Favonius "favorable" is Latin for Greek Zephyrus, (the god of) west wind.


> The mean high pressure belt in the New Zealand sector of the Southern Hemisphere is centred near 30° S so that westerly winds predominate over the country.


----------



## bearded

alfaalfa said:


> I come from the north of Apulia. There's a hot wind blowing from the west named _Favonio_


So far, I only knew this wind as being a south wind blowing mainly in the Alps (German _Föhn_).
Favonio - Wikipedia
Foehn wind - Wikipedia
Thank you for letting me/us know that it also exists in Apulia (although from the west).  I suspect it is the same as 'garbino' in other It. regions.


----------



## Olaszinhok

As far as I know it's a very hot wind blowing in _Salento_, that is to say, in the South of Apulia, I did not know that it also blows in the _Gargano_ area. As for my previous post, I was clearly joking...


----------



## alfaalfa

bearded said:


> I suspect it is the same as 'garbino' in other It. regions.


 At least on the Adriatic sea side.





Olaszinhok said:


> I did not know that it also blows in the _Gargano_ area.


Mainly in the _Tavoliere delle Puglie/Capitanata_


----------



## bearded

Olaszinhok said:


> As for my previous post, I was clearly joking.


Perhaps you should explain that to foreigners who took you seriously...


----------



## Catagrapha

English has _favonian_. Is _favona _a dialectal form? I would expect _favonius _> _favony _from Latin to English.


----------



## Stoggler

Catagrapha said:


> English has _favonian_. Is _favona _a dialectal form? I would expect _favonius _> _favony _from Latin to English.



An obscure word at best, it’s a very learnèd word and if used would have most people reaching for a dictionary.

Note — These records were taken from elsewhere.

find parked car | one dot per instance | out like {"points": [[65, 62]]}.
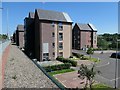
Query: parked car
{"points": [[113, 55]]}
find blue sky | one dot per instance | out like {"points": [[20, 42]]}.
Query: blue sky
{"points": [[103, 15]]}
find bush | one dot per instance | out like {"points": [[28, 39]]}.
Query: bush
{"points": [[90, 51], [78, 55], [73, 63], [57, 67], [71, 57]]}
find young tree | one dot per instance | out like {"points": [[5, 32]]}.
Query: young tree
{"points": [[88, 74], [90, 51]]}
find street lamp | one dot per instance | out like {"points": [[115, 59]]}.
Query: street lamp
{"points": [[7, 21], [116, 61]]}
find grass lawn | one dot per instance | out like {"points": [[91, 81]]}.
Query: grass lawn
{"points": [[74, 58], [101, 87], [61, 71]]}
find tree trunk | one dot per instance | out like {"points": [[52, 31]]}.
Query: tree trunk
{"points": [[90, 84], [86, 84]]}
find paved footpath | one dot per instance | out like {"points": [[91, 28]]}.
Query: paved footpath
{"points": [[3, 60], [21, 72]]}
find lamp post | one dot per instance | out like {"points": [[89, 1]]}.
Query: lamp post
{"points": [[7, 20], [116, 61]]}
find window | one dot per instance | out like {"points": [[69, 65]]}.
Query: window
{"points": [[53, 54], [45, 56], [95, 41], [60, 53], [53, 34], [60, 45], [53, 24], [53, 44], [60, 36], [60, 26]]}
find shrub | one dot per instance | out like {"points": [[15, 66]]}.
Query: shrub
{"points": [[90, 51], [57, 67], [73, 63], [71, 57], [78, 55]]}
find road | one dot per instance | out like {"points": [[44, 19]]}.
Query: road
{"points": [[3, 45], [107, 68]]}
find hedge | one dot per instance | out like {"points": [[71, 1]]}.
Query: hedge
{"points": [[73, 63], [57, 67], [78, 55]]}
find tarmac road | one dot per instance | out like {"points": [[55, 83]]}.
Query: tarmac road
{"points": [[107, 68]]}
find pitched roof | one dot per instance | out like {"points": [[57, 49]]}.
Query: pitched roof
{"points": [[83, 26], [53, 15], [31, 14], [20, 27]]}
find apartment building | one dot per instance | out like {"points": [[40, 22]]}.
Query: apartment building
{"points": [[53, 34], [84, 36], [20, 36], [29, 35], [14, 37]]}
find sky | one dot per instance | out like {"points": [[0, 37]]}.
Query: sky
{"points": [[103, 15]]}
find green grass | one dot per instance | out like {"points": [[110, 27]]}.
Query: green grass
{"points": [[61, 71], [101, 87], [74, 58]]}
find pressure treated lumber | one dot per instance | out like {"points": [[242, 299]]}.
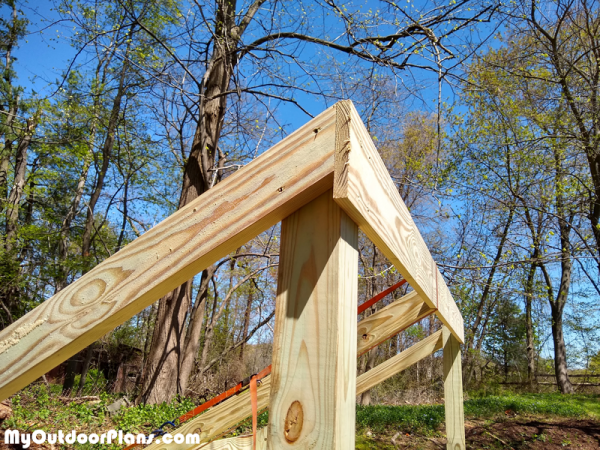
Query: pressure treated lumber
{"points": [[364, 189], [283, 179], [220, 418], [399, 362], [313, 391], [218, 421], [274, 185], [391, 320], [238, 442], [453, 393]]}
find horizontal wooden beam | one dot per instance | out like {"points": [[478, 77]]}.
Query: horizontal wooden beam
{"points": [[217, 420], [286, 177], [399, 362], [220, 418], [239, 442], [391, 320], [258, 196], [365, 190]]}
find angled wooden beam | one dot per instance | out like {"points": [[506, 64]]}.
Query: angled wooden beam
{"points": [[238, 442], [391, 320], [365, 190], [286, 177], [453, 393], [220, 418], [314, 351], [399, 362], [378, 325], [256, 197]]}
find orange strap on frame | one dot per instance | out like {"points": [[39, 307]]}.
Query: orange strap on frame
{"points": [[379, 296], [255, 379]]}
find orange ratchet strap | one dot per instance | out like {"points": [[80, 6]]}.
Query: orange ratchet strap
{"points": [[254, 380], [379, 296]]}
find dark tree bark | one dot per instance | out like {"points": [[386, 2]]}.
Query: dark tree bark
{"points": [[470, 335], [84, 370]]}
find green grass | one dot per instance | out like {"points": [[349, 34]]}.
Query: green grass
{"points": [[571, 406], [35, 407], [427, 418]]}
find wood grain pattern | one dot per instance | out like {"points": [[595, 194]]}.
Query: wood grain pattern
{"points": [[313, 390], [271, 187], [453, 393], [399, 362], [238, 442], [391, 320], [364, 189], [220, 418]]}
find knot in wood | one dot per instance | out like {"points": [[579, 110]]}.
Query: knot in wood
{"points": [[293, 422]]}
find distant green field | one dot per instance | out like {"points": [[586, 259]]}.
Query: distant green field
{"points": [[427, 418]]}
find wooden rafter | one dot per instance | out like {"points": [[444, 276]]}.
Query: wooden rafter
{"points": [[218, 420], [332, 150]]}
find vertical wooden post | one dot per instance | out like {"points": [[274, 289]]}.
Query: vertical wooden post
{"points": [[313, 390], [453, 395]]}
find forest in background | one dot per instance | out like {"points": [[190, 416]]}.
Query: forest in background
{"points": [[485, 113]]}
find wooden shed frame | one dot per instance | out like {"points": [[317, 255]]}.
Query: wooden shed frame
{"points": [[323, 182]]}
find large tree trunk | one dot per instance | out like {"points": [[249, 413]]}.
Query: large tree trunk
{"points": [[107, 147], [9, 292], [470, 336], [529, 322], [163, 378], [558, 302]]}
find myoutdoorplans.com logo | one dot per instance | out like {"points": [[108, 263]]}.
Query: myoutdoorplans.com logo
{"points": [[110, 437]]}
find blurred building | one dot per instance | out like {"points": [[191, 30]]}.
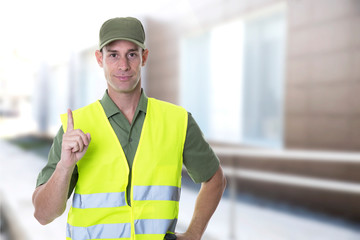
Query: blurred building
{"points": [[261, 77]]}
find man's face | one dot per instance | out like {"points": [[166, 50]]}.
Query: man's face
{"points": [[122, 61]]}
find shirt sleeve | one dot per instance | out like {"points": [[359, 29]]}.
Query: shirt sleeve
{"points": [[53, 159], [199, 159]]}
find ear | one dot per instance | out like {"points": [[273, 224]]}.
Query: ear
{"points": [[99, 58], [145, 56]]}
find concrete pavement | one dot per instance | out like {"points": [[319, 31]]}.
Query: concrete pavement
{"points": [[18, 173]]}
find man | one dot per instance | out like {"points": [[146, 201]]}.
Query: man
{"points": [[124, 155]]}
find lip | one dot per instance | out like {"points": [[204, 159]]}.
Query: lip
{"points": [[123, 78]]}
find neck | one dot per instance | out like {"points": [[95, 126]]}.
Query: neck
{"points": [[126, 102]]}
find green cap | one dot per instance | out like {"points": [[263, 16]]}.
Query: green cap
{"points": [[128, 28]]}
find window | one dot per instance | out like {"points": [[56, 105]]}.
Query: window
{"points": [[232, 79]]}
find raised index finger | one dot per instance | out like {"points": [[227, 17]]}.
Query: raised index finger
{"points": [[70, 120]]}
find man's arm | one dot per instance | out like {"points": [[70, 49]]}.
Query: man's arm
{"points": [[206, 204], [50, 199]]}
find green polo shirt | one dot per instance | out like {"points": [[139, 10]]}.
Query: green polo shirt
{"points": [[199, 159]]}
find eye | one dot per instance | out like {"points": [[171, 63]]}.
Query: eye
{"points": [[132, 55]]}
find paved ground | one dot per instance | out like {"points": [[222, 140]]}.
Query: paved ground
{"points": [[241, 220]]}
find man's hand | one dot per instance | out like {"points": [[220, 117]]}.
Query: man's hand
{"points": [[74, 145], [183, 236]]}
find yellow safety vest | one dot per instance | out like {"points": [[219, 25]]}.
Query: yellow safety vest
{"points": [[100, 209]]}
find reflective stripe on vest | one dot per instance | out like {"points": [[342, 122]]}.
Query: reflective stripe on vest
{"points": [[169, 193], [99, 200], [154, 226], [100, 231], [100, 209]]}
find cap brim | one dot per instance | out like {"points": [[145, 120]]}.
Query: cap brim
{"points": [[126, 39]]}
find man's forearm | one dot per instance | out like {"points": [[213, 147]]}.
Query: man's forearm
{"points": [[50, 199], [206, 204]]}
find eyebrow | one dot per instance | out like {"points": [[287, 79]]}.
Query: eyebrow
{"points": [[130, 50]]}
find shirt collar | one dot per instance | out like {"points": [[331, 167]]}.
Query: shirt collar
{"points": [[111, 109]]}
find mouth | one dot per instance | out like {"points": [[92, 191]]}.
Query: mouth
{"points": [[123, 78]]}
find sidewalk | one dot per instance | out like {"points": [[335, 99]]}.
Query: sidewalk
{"points": [[18, 173]]}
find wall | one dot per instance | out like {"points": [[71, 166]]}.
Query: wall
{"points": [[322, 78]]}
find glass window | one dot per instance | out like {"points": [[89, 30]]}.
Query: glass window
{"points": [[232, 80]]}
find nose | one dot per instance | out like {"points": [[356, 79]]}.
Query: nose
{"points": [[123, 64]]}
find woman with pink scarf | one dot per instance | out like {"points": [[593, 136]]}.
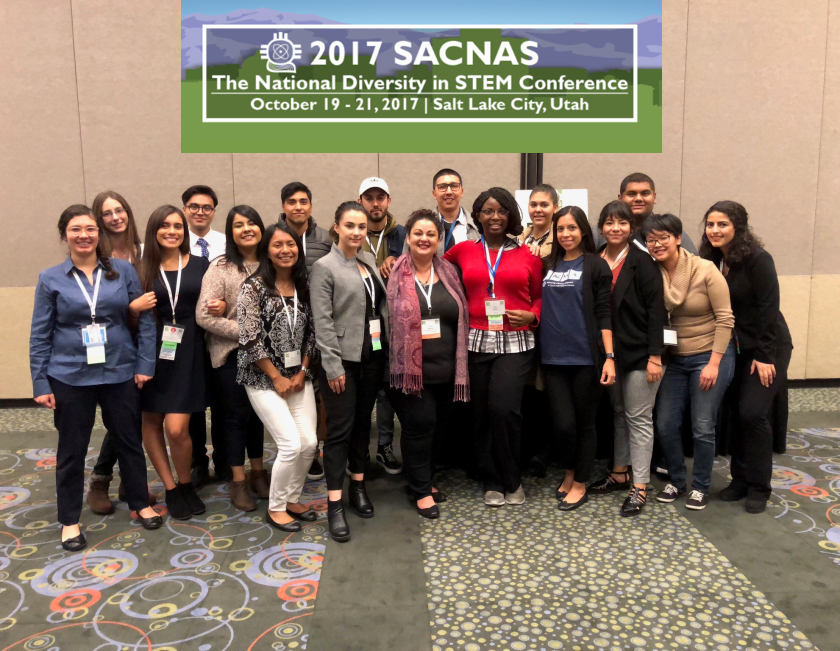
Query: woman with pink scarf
{"points": [[429, 330]]}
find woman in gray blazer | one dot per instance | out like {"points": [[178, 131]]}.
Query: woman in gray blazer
{"points": [[350, 311]]}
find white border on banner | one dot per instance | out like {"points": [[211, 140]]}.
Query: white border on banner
{"points": [[280, 26]]}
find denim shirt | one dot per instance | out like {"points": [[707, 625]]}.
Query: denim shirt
{"points": [[61, 311]]}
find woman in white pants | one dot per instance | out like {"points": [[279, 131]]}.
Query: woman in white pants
{"points": [[276, 343]]}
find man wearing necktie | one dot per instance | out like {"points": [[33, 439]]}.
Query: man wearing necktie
{"points": [[200, 204]]}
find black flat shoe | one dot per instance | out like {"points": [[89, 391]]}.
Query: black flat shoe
{"points": [[289, 527], [306, 516], [571, 506], [155, 522], [431, 513], [75, 544], [339, 529], [359, 500]]}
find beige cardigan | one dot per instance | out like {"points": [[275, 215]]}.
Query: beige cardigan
{"points": [[697, 300], [222, 281]]}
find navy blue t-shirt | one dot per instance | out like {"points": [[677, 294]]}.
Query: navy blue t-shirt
{"points": [[563, 338]]}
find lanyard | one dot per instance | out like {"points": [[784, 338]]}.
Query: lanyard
{"points": [[91, 301], [292, 324], [173, 301], [494, 268], [427, 295], [378, 244], [618, 258], [371, 289]]}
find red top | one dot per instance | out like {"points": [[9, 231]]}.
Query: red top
{"points": [[617, 270], [518, 280]]}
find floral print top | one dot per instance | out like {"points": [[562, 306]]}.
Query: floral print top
{"points": [[265, 332]]}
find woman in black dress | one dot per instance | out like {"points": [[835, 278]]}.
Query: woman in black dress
{"points": [[177, 389]]}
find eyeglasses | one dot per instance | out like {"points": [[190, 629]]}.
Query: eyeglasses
{"points": [[662, 240], [118, 212], [87, 230], [194, 208]]}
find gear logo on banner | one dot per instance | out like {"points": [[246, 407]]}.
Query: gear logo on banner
{"points": [[280, 53]]}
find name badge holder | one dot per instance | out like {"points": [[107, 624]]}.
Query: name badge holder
{"points": [[94, 336], [429, 325], [493, 308], [291, 358], [172, 334]]}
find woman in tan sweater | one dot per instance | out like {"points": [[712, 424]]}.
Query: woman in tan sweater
{"points": [[701, 358], [220, 289]]}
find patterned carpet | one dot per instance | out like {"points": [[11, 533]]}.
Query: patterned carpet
{"points": [[222, 580]]}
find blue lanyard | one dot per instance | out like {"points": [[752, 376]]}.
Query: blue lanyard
{"points": [[492, 269]]}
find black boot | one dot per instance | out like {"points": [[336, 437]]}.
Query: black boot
{"points": [[339, 529], [359, 500]]}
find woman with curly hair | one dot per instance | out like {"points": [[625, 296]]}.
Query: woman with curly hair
{"points": [[763, 346], [503, 283]]}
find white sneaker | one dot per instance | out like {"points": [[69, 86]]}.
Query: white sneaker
{"points": [[494, 498], [515, 498]]}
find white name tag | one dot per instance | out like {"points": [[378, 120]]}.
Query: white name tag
{"points": [[96, 353], [430, 327], [172, 333], [493, 307], [291, 359]]}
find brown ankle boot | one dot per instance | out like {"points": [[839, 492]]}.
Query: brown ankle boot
{"points": [[259, 483], [240, 497], [98, 499], [121, 494]]}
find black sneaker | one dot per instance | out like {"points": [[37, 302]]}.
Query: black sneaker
{"points": [[697, 500], [192, 499], [316, 470], [177, 505], [385, 458], [669, 494]]}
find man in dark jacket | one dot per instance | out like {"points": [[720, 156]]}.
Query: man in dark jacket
{"points": [[385, 236], [297, 213]]}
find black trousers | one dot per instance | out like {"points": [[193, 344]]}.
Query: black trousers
{"points": [[348, 418], [198, 428], [423, 419], [751, 443], [573, 396], [75, 412], [242, 427], [497, 382]]}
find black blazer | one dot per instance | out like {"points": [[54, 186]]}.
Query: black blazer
{"points": [[597, 283], [638, 310]]}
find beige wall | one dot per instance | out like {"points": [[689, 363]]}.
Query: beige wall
{"points": [[751, 113]]}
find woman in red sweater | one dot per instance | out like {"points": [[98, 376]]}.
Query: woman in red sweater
{"points": [[503, 284]]}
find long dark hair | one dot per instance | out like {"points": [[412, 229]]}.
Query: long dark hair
{"points": [[132, 236], [587, 242], [507, 202], [79, 210], [743, 245], [232, 252], [267, 274], [150, 264]]}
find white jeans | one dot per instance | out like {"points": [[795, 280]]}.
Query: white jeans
{"points": [[292, 423]]}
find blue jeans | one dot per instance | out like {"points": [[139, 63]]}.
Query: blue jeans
{"points": [[680, 383]]}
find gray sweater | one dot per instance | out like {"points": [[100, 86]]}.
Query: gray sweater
{"points": [[337, 294]]}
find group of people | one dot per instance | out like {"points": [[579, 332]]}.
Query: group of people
{"points": [[453, 317]]}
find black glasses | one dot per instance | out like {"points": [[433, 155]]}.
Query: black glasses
{"points": [[194, 208]]}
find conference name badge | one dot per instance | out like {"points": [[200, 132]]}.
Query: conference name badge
{"points": [[375, 334], [430, 327]]}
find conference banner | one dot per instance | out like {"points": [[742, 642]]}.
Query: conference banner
{"points": [[266, 81]]}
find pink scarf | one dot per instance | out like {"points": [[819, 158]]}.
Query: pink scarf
{"points": [[405, 341]]}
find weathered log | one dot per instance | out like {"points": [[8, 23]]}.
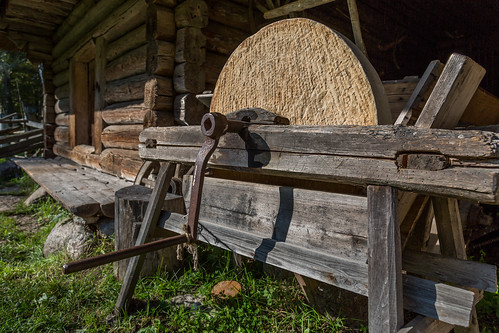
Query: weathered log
{"points": [[189, 78], [127, 89], [191, 13], [160, 58], [61, 134], [188, 110], [121, 136], [62, 119], [300, 53], [126, 113], [130, 41], [131, 63], [158, 92], [160, 23], [158, 119], [223, 39], [190, 46]]}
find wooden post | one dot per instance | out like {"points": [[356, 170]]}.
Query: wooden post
{"points": [[158, 195], [385, 261]]}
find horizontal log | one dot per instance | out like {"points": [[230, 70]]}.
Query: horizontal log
{"points": [[128, 89], [439, 301], [189, 78], [61, 134], [190, 46], [129, 64], [121, 136], [223, 39], [130, 41], [160, 58], [62, 106], [126, 113], [384, 141], [158, 119], [191, 13], [160, 23], [62, 119]]}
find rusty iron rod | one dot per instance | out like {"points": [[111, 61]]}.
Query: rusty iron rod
{"points": [[80, 265]]}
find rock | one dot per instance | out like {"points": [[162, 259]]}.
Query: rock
{"points": [[9, 170], [86, 220], [106, 226], [35, 196], [70, 237]]}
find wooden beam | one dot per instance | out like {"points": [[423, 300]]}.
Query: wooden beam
{"points": [[386, 313], [295, 6]]}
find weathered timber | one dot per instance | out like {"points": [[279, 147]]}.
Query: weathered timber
{"points": [[190, 46], [476, 184], [189, 78], [383, 141], [62, 119], [61, 134], [160, 23], [426, 325], [229, 13], [160, 58], [386, 313], [417, 296], [452, 93], [130, 41], [188, 110], [458, 271], [128, 89], [151, 216], [131, 204], [348, 274], [129, 64], [126, 113], [121, 136], [223, 39], [482, 110], [191, 13], [424, 85], [300, 53], [62, 92], [295, 6], [158, 119]]}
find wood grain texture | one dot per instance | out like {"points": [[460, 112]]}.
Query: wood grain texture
{"points": [[386, 312], [304, 71]]}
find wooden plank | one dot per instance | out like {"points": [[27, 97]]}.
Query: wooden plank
{"points": [[462, 272], [452, 93], [151, 216], [429, 76], [295, 6], [420, 297], [386, 312], [384, 141], [422, 324], [465, 183]]}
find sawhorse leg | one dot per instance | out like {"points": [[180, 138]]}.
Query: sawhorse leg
{"points": [[386, 313], [158, 195]]}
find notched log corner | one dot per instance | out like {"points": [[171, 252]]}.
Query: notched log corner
{"points": [[430, 162]]}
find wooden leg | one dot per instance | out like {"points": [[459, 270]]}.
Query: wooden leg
{"points": [[385, 261], [450, 235], [148, 225]]}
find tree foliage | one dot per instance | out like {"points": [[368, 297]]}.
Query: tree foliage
{"points": [[20, 86]]}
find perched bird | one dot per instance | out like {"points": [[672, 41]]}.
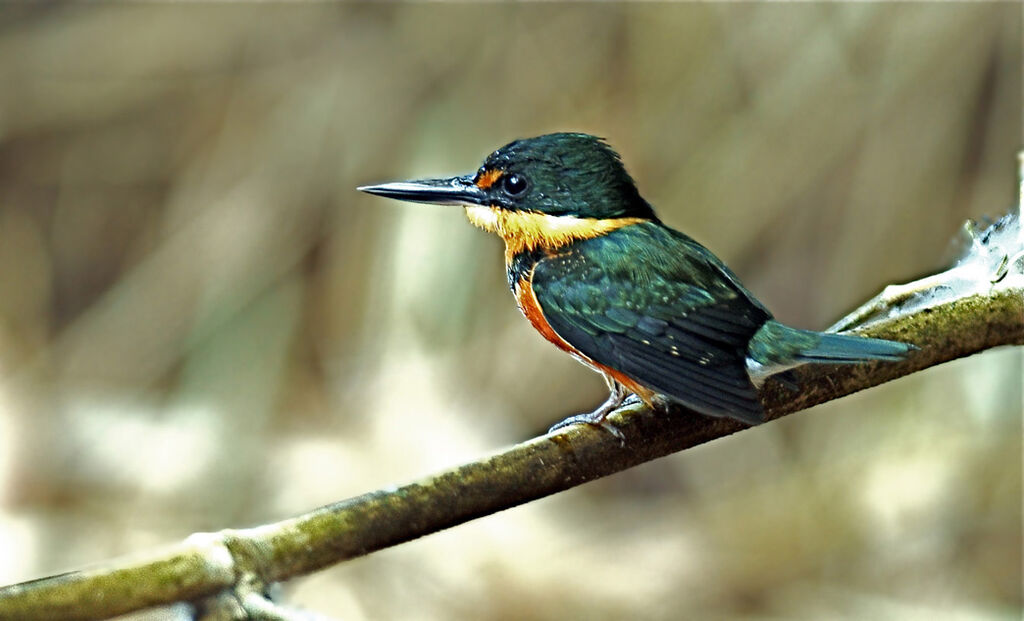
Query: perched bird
{"points": [[599, 275]]}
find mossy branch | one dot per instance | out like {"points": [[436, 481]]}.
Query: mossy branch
{"points": [[944, 318]]}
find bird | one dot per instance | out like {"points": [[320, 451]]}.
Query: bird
{"points": [[599, 275]]}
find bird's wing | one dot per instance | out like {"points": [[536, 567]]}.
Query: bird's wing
{"points": [[657, 306]]}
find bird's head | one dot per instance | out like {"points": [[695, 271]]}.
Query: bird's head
{"points": [[541, 192]]}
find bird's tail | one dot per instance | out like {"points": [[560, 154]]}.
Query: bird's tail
{"points": [[776, 347]]}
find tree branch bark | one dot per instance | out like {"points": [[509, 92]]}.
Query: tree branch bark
{"points": [[946, 324]]}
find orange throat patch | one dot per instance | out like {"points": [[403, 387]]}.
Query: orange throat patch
{"points": [[523, 231]]}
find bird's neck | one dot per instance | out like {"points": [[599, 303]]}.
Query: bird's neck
{"points": [[529, 231]]}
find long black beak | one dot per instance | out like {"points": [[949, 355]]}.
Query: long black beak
{"points": [[453, 191]]}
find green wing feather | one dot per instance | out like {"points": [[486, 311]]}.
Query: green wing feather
{"points": [[659, 307]]}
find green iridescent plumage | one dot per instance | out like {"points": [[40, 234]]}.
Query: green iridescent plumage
{"points": [[630, 295]]}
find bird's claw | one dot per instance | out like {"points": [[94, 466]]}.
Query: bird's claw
{"points": [[600, 420]]}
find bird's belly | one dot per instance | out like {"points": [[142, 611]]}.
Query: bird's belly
{"points": [[530, 308]]}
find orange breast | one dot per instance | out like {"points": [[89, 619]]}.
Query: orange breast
{"points": [[530, 307]]}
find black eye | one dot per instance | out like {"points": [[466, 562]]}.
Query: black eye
{"points": [[514, 185]]}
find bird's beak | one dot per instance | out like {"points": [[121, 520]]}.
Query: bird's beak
{"points": [[452, 191]]}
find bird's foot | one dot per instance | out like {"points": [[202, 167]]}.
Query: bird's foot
{"points": [[598, 417]]}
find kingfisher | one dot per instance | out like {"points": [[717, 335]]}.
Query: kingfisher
{"points": [[597, 274]]}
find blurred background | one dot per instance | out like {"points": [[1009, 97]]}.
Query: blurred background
{"points": [[203, 325]]}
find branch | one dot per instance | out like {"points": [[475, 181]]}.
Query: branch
{"points": [[977, 304]]}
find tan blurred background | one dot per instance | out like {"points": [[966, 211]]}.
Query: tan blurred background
{"points": [[203, 325]]}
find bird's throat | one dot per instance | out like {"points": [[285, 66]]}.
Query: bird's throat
{"points": [[527, 231]]}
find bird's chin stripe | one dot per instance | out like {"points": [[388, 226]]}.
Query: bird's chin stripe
{"points": [[523, 231]]}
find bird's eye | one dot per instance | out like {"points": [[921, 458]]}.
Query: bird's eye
{"points": [[514, 185]]}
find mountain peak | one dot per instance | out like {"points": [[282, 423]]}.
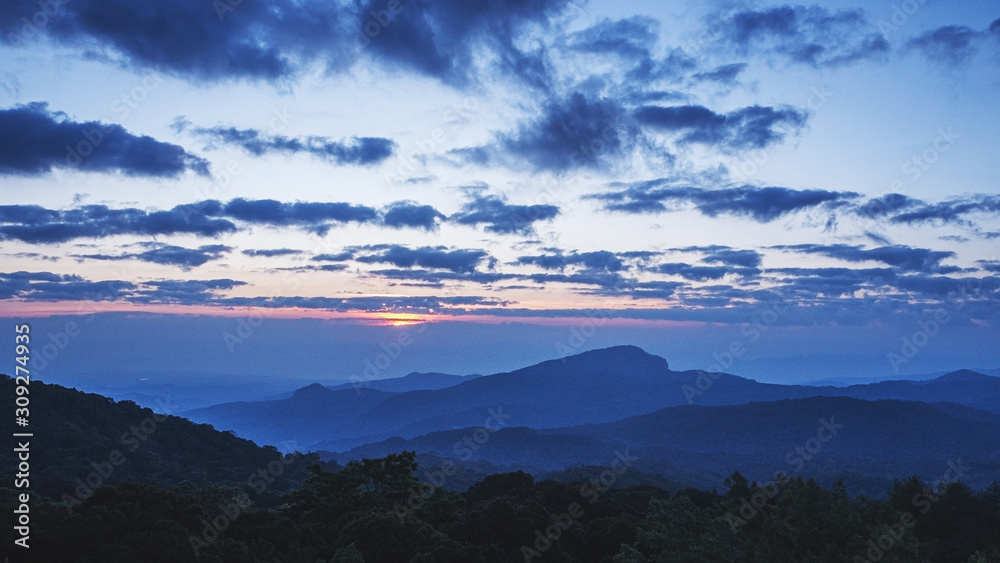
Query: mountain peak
{"points": [[965, 375], [612, 360], [624, 353], [312, 390]]}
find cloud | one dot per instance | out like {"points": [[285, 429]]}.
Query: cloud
{"points": [[271, 253], [810, 35], [887, 204], [949, 211], [437, 278], [410, 214], [204, 41], [760, 204], [694, 273], [436, 257], [630, 38], [990, 265], [186, 258], [36, 224], [725, 74], [363, 151], [580, 131], [951, 44], [501, 217], [731, 257], [183, 291], [905, 258], [209, 218], [316, 216], [34, 140], [339, 257], [449, 39], [808, 283], [754, 127], [598, 260]]}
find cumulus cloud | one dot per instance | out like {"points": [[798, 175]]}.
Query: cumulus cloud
{"points": [[171, 255], [760, 204], [501, 217], [754, 127], [811, 35], [34, 140], [362, 151]]}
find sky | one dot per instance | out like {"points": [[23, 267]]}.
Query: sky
{"points": [[787, 191]]}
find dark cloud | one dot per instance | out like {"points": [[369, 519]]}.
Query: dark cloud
{"points": [[35, 224], [437, 278], [435, 257], [951, 44], [810, 282], [761, 204], [34, 140], [410, 214], [809, 35], [753, 127], [362, 151], [204, 40], [630, 38], [578, 132], [731, 257], [694, 273], [990, 265], [209, 218], [950, 211], [46, 286], [905, 258], [599, 260], [725, 74], [317, 216], [271, 253], [501, 217], [183, 292], [339, 257], [447, 39], [886, 205], [186, 258]]}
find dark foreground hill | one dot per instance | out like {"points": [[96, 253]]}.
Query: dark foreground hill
{"points": [[82, 438]]}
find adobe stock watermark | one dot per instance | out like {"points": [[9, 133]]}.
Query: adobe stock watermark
{"points": [[928, 328]]}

There appears to be a historical society in the area who have a website, if someone really wants to know the origin of the name, I’m sure they’d be more than happy to help if you contacted them.


----------



## bearded

On the French (formerly Italian) Còrsica island there is a seaside village called Favona (now Favone in French). Migrations from there to New Zealand?
Favona


----------